Laughing all the way: Theatre department’s Christmas present is three comedic pieces

With performances of Shakespeare’s Much Ado About Nothing, local favorite Farley Family X-Mas and student-produced Holiday Night Live, comedy marks the month of December in the theatre department.

Much Ado About Nothing, the love story of the ever-bickering Beatrice and Benedick, is directed by John Graham. This time, it has been set during the Mexican Revolution. With guitarists, Spanish phrases and war-ready women, it is a unique production of this well-beloved classic.

The show’s strength lies in the acting. The actors portray their characters as highly expressive, both through word and body language. By using strong physicality to compliment the verbal humor, the plot becomes twice as funny and makes it easier to understand what is going on if one loses track of the Shakespearian language.

In addition, the costumes and set are carefully thought out and add a dimension of depth to the story. The bullet holes in the walls and the ammunition that both women and men carry at all times remind the audience that this is a time of war; and as they say, all’s fair in love and war.

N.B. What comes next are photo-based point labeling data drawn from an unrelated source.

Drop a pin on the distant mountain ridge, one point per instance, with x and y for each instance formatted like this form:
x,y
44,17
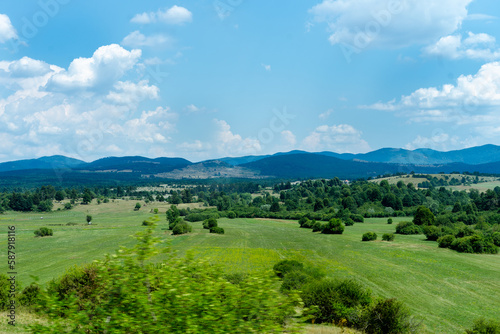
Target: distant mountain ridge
x,y
422,156
53,162
293,164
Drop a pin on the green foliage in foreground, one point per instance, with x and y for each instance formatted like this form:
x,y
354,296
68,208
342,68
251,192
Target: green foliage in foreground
x,y
407,228
123,294
369,236
388,237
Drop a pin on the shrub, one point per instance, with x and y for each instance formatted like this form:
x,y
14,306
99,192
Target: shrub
x,y
369,236
30,295
304,222
4,292
43,232
348,222
286,266
334,226
482,326
388,237
209,223
357,218
294,280
79,286
432,232
330,300
217,230
423,216
172,224
181,295
181,228
317,227
388,316
446,241
496,238
407,228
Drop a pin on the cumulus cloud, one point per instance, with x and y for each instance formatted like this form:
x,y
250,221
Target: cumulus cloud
x,y
470,100
86,111
137,39
175,15
228,143
7,31
474,46
107,64
326,114
342,138
394,24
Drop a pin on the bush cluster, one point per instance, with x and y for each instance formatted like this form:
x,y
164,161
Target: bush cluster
x,y
212,225
369,236
123,294
407,228
388,237
43,232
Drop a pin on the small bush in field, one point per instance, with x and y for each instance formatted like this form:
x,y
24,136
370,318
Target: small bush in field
x,y
388,237
43,232
286,266
217,230
334,226
407,228
389,316
369,236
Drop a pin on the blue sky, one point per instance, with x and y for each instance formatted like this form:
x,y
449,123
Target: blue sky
x,y
205,79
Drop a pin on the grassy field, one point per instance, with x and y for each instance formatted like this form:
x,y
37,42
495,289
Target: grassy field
x,y
447,290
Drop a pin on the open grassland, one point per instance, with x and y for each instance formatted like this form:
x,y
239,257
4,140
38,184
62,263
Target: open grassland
x,y
485,182
447,290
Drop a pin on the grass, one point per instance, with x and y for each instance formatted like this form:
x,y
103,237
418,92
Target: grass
x,y
447,290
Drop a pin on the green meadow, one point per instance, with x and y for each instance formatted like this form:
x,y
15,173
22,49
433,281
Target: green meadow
x,y
445,289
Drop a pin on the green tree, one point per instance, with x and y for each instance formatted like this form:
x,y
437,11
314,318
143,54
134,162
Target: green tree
x,y
334,226
172,214
424,216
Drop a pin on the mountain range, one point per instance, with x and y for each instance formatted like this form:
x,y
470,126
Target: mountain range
x,y
290,165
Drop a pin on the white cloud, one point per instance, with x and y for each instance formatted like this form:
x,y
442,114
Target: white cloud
x,y
132,93
394,24
85,111
474,46
175,15
7,31
267,67
326,114
107,64
228,143
152,127
136,39
196,146
342,138
471,100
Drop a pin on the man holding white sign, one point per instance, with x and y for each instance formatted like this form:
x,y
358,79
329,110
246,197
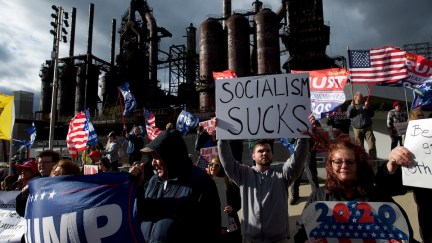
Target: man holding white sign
x,y
263,107
395,117
275,106
417,171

“FARLEY FAMILY X-MAS is an antidote for the sugary saccharin holiday blues that a lot of people get into,” explained James Arrington, the creator and star of this one-man show. “Christmas is so wonderful, so warm, so sweet. You need something to punch you in the jaw and this is it.”

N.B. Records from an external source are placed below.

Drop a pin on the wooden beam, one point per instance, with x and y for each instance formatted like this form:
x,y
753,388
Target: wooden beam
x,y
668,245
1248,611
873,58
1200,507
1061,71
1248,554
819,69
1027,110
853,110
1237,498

The show, has audiences returning year after year, features a cast of hilarious characters such as Aunt Pearl, Uncle Heber, Qweezel Dean the wrestler, Fayreen the cheerleader and little Tiffany with the big prayers.

In conjunction with the 20th anniversary of the show, Arrington is receiving the Ragan Theater Showcase Merit Award for his artistic excellence.

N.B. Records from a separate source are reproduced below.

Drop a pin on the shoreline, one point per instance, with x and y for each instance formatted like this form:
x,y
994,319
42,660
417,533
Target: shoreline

Holiday Night Live is musical theatre and Saturday Night Live mixed into a comedy fix that students can enjoy between studying for finals. The vast majority of sketches are written by the students as part of a class that teaches them how to create a show from scratch.

“When they leave here … they know the process,” explained instructor Dave Tinney. “Because we all know comedy is the hardest thing to put together.”
According to Tinney, this year’s repertoire is well thought out and “really funny.” With a whole semester for workshopping and development, it is a promising run of a popular student favorite.